Ook van Rotterdam-Zuid hebben Gehrels en Van Berkel een studie gemaakt. Ze kwamen tot de conclusie dat de verschillende functies binnen het gebied niet goed verbonden zijn. De overgangen tussen water, parken en woonwijken zijn 'te hard'.

‘Het rood is te rood, het groen is te groen en het blauw is te blauw.’ Het Zuiderpark bijvoorbeeld is 250 hectare. Veel te groot, volgens Gehrels. ‘Jij en ik fietsen daar ‘s avonds na 8 uur liever niet meer doorheen. Dan is er geen mens meer en dan is het spooky.’ 

'Waarom zou je niet in het weekend van een leeg schoolplein een parkje kunnen maken?'

Schoolpleinen als openbare ruimtes

In plaats van een groot park dat niet genoeg wordt benut, zouden er overal in de stad postzegelparkjes moeten komen. Daar hoef je niet eens groots voor te renoveren. Veel groen in Rotterdam-Zuid is verstopt, verwaarloosd of slecht toegankelijk. Ook de stenen havenfronten van de Rijn- en Maashaven worden nu niet benut.
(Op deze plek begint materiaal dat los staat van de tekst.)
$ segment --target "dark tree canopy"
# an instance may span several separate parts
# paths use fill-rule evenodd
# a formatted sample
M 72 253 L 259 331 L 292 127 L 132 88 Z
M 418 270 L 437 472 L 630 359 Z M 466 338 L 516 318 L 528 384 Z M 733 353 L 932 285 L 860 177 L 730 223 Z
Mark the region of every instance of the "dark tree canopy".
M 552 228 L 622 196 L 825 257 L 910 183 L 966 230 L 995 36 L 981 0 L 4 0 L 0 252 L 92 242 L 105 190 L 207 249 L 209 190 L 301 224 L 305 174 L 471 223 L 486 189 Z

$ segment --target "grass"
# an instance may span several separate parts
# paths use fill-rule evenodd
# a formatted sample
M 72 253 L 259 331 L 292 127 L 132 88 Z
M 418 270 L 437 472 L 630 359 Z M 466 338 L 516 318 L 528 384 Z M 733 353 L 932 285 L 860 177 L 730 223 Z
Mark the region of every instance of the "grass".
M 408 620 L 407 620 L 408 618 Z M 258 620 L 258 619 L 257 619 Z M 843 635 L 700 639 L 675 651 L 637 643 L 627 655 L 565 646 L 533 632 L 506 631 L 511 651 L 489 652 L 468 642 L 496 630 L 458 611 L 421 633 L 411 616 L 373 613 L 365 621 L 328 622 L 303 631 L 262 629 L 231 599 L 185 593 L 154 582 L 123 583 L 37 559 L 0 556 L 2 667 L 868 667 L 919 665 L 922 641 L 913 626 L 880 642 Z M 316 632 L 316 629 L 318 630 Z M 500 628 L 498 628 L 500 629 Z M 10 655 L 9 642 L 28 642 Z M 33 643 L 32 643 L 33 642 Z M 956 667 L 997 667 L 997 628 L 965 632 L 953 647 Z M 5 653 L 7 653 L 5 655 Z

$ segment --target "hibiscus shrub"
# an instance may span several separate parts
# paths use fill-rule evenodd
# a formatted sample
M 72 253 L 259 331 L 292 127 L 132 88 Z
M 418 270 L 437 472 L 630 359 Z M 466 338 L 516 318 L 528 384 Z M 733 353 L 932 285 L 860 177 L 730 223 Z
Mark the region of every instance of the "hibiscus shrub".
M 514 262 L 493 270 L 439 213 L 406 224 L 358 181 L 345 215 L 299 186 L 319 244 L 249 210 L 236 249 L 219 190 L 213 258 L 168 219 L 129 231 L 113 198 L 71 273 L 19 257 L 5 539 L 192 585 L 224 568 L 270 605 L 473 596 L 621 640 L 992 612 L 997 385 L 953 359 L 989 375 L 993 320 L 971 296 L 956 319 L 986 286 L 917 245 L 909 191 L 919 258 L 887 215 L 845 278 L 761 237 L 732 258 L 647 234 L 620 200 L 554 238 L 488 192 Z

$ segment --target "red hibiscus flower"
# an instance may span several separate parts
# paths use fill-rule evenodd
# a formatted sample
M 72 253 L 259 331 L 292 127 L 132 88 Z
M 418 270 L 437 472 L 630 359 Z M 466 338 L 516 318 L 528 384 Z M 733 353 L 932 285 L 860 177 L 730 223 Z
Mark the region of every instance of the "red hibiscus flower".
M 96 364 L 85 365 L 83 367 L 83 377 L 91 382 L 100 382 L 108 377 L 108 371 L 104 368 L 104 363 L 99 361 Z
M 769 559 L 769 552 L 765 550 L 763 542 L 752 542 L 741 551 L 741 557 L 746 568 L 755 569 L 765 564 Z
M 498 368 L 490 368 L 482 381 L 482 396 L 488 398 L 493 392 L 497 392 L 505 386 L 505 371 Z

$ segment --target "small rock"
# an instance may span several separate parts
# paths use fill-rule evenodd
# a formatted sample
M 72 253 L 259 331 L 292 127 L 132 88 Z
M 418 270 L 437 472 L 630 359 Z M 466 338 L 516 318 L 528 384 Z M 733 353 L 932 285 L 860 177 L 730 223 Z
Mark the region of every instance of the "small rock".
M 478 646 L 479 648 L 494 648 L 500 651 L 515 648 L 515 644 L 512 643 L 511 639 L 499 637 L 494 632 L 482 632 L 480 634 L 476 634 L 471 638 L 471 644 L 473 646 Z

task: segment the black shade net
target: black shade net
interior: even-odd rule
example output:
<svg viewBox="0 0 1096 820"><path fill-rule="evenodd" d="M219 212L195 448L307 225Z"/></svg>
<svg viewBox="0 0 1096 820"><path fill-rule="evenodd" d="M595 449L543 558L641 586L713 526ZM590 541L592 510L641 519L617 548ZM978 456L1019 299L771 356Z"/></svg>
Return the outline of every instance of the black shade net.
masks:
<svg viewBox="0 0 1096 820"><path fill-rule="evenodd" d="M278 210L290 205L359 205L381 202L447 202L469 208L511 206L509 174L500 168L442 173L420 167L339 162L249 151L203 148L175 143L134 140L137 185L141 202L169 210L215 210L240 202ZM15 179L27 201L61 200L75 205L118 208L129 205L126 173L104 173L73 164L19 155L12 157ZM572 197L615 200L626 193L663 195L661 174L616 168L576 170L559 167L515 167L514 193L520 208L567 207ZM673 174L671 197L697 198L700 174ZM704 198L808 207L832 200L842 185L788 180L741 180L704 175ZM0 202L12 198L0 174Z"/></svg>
Daar wil Gehrels verandering in brengen. ‘Je zou groen, blauw en rood veel beter moeten combineren. Dan maak je bijvoorbeeld aan het water een leuk stadsstrand.’

Ook schoolpleinen bieden een uitkomst. Gehrels: ‘Vaak staat daar nu nog een hek omheen en gaat dat alleen voor de schoolkinderen open. Maar waarom zou je niet in het weekend daar een parkje of speelplaats van kunnen maken voor de buurt?’

Eindhoven

De snelweg als fietspad en Knoop XL

Van autostad naar fietsstad

In Eindhoven ging het minder over woningbouw, maar vooral over infrastructuur. ‘Eindhoven is echt een autostad,’ vertelt Gehrels. Dat blijkt ook uit de vele files die vaak op de snelweg rondom de stad staan. ‘Stel je voor dat je daar een heel breed fietspad van maakt voor de elektrische fiets. De meeste mensen gaan in Eindhoven van de Oostkant, bijvoorbeeld Nuenen, naar de campus, of Veldhoven. Dat is een kilometer of tien, twaalf. Op een elektrische fiets, met 30 kilometer per uur, is dat 20 minuten. Dus daar heb je helemaal geen auto meer voor nodig.’

Eindhoven Grand Central

Hoewel zo’n groot fietspad nog ver in het verschiet ligt, is Eindhoven wel al bezig met een makeover van het stationsgebied: Eindhoven Internationale Knoop XL. In het gebied rondom het station, tussen het PSV-stadion en de rivier de Dommel, zal het inwoneraantal de komende twintig jaar groeien van tweehonderd naar 15 duizend. Het station moet een knooppunt worden voor internationale treinverbindingen.